Mme Marie-Pierre Monier, rapporteure. - Mes chers collègues, je salue amicalement mes deux collègues rapporteurs, avec qui j'ai travaillé pour la deuxième fois.
Ce rapport sur l'autonomie des établissements scolaires représente quatre mois de travaux. Nous avons souhaité centrer ces travaux autour de trois sujets : la mise en oeuvre de cette autonomie, l'évaluation des établissements scolaires et le déploiement du fonds d'innovation pédagogique.
Nos positions politiques peuvent diverger sur ces trois sujets, mais l'analyse du droit existant que nous vous présentons, tout comme nos recommandations, est le fruit d'un consensus entre les trois rapporteurs.
Notre questionnement a été le suivant : comme ces dispositifs se déploient-ils ? Quels sont leurs impacts au regard de leurs objectifs initiaux ? Quelles sont leurs répercussions concrètes sur le terrain ?
Les réflexions sur l'autonomie des établissements scolaires sont anciennes et traversent les alternances politiques. Les prémices de l'autonomie ont désormais un demi-siècle : la circulaire Fontanet de 1973 a mis à disposition des établissements scolaires 10 % du volume horaire, dont le contenu est à décider localement.
La plupart des grandes lois consacrées à l'éducation sont l'occasion d'accroître l'autonomie des établissements scolaires. La loi Haby de 1975 a consacré la reconnaissance législative d'une autonomie pédagogique pour les écoles, collèges et lycées. La loi dite Chevènement de 1985, qui a complété les lois de décentralisation, a créé le statut d'établissements publics locaux d'enseignement (EPLE). Ceux-ci sont dotés d'un conseil d'administration et d'un budget. La rédaction actuelle des articles du code de l'éducation sur l'organisation administrative et financière des établissements scolaires est directement héritée de ce texte. La loi d'orientation sur l'école, dite loi Jospin, de 1989 a créé les projets d'établissement. Enfin, la loi Fillon d'orientation pour l'avenir de l'école de 2005 a instauré au sein de chaque collège et lycée un conseil pédagogique.

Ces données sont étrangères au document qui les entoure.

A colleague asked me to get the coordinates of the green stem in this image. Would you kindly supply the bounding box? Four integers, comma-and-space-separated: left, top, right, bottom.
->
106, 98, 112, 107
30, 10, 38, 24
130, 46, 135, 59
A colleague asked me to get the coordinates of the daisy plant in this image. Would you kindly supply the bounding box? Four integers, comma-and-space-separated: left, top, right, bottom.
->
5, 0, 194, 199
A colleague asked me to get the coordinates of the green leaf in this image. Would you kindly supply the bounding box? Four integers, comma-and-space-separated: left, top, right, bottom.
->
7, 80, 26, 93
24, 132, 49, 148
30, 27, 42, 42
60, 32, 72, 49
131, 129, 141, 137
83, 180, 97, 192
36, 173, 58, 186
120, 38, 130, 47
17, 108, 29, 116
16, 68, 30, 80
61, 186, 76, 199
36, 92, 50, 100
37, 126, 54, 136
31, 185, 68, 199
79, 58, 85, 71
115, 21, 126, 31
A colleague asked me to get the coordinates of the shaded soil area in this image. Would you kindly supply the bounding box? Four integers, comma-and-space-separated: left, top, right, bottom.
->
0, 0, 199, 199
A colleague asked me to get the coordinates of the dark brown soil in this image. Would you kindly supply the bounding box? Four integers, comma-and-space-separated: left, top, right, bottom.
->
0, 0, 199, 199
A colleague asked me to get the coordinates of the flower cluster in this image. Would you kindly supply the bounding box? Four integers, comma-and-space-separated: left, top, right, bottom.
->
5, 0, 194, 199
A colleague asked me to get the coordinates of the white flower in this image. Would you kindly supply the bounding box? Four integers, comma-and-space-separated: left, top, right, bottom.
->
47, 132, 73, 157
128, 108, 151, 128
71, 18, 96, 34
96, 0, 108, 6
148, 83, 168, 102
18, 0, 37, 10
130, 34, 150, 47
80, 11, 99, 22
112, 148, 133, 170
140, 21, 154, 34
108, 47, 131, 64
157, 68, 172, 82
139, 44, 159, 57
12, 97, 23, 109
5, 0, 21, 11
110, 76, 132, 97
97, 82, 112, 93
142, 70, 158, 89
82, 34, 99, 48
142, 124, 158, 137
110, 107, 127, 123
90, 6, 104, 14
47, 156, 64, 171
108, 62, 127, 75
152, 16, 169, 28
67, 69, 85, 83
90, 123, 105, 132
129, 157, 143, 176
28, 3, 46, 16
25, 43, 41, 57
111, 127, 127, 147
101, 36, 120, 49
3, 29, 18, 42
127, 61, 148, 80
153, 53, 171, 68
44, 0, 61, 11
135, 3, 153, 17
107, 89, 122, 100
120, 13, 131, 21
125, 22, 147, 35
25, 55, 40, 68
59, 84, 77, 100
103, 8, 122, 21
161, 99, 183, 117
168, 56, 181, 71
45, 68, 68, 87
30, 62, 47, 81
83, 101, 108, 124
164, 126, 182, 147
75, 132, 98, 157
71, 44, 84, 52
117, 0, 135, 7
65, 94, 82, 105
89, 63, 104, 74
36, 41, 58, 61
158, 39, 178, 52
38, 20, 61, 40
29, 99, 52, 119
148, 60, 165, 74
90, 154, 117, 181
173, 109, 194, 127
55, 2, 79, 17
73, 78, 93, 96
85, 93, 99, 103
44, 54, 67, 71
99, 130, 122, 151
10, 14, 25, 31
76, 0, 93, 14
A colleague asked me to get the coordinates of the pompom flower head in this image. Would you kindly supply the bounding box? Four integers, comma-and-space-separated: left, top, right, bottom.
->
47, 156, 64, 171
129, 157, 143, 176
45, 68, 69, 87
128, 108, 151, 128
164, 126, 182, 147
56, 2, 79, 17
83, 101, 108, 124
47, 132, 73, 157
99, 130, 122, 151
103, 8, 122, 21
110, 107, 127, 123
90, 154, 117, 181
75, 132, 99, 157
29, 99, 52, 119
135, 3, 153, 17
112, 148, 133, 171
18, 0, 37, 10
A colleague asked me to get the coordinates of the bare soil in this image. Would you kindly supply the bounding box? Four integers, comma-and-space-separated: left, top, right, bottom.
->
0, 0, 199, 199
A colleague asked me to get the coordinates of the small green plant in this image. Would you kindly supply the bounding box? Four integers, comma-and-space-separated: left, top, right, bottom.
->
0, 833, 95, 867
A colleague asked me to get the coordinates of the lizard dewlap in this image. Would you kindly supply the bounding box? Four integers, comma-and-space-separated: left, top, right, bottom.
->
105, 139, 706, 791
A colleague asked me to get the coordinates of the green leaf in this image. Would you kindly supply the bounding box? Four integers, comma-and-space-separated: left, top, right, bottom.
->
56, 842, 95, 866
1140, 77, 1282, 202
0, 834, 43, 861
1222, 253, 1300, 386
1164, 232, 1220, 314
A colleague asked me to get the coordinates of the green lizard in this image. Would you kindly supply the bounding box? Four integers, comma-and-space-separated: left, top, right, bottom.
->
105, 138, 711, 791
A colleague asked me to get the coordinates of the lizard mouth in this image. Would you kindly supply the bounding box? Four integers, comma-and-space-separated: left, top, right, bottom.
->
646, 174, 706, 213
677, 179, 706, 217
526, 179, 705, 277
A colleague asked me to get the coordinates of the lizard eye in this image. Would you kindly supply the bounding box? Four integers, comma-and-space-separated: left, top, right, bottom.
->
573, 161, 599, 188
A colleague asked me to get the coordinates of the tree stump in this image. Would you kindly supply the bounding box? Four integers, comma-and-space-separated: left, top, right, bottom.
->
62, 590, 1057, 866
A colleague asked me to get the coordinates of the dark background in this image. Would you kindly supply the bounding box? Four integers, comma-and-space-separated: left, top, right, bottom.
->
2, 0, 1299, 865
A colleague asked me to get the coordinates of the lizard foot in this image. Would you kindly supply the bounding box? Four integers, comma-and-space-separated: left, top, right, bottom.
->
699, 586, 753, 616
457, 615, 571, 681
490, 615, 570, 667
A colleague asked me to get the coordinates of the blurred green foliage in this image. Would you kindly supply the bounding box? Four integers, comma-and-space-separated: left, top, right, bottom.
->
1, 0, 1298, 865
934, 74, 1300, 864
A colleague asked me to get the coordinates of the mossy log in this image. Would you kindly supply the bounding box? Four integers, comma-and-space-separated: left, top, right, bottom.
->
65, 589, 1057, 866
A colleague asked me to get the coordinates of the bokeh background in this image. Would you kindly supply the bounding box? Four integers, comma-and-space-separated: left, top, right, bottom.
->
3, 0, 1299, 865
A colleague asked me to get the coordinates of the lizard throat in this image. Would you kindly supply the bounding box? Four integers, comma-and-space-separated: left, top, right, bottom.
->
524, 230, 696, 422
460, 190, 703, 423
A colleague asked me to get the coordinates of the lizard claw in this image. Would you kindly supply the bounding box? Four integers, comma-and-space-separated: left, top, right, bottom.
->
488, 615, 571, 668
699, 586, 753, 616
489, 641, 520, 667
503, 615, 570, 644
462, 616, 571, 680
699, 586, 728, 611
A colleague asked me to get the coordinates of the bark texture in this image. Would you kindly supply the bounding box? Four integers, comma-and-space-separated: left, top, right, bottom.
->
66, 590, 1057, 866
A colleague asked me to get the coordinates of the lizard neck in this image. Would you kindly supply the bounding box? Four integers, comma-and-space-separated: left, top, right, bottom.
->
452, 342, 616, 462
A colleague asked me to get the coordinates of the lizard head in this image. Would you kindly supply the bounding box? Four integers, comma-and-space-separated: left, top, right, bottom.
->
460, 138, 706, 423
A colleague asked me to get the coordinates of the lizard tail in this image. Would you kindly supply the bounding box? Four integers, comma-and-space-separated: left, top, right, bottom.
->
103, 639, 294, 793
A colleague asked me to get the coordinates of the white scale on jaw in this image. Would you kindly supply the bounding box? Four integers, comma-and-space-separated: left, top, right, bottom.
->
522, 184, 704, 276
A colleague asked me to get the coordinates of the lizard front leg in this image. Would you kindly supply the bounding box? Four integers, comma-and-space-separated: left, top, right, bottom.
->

Il existe ainsi une certaine autonomie des établissements scolaires définie par les textes. Elle s'exprime dans plusieurs domaines : en matière pédagogique et éducative, dans l'organisation du temps scolaire, dans la préparation à l'orientation ou encore dans le choix de sujets spécifiques d'études en complément des sujets nationaux.
Mme Annick Billon, rapporteure. - Les établissements disposent également d'une dotation horaire globale, définie principalement en fonction du nombre d'élèves. Cette dotation permet par exemple le dédoublement des classes, la proposition de certaines options, ou encore la mise en place d'un accompagnement en petits groupes. Elle est normalement à la main des établissements pour adapter les enseignements aux besoins de leurs élèves. C'est une prérogative ancienne qui date de 1983, donc qui remonte à quarante ans.
L'autonomie se manifeste également sur le plan administratif et financier. Enfin, les écoles et établissements scolaires peuvent mettre en oeuvre, avec l'accord du rectorat, des expérimentations pédagogiques pour une durée de trois à cinq ans.
Il faut préciser que les écoles, bien que n'ayant pas la personnalité juridique, disposent de marges d'autonomie. Il s'agit par exemple de la répartition des élèves, de la création de classes de plusieurs niveaux, de l'affectation des professeurs au sein de l'école, ou encore du décloisonnement des classes lors de projets spécifiques.
En outre, chaque école dispose d'un projet d'école. La circulaire de 1990 précise explicitement que celui-ci reconnaît « l'espace d'autonomie indispensable aux acteurs du système éducatif pour adapter leurs actions aux réalités du terrain ».
Voilà ce que disent les textes.
Qu'en est-il dans les faits ? Force est de constater que les marges de manoeuvre ont été rabougries par la pratique. Le législateur et le pouvoir réglementaire, en précisant texte après texte le contenu du règlement intérieur et du projet d'établissement, ont détérioré cette autonomie. Ainsi, le projet d'établissement doit contenir obligatoirement un volet sur la sécurité routière ou inclure les modalités de participation des élèves aux journées de commémoration.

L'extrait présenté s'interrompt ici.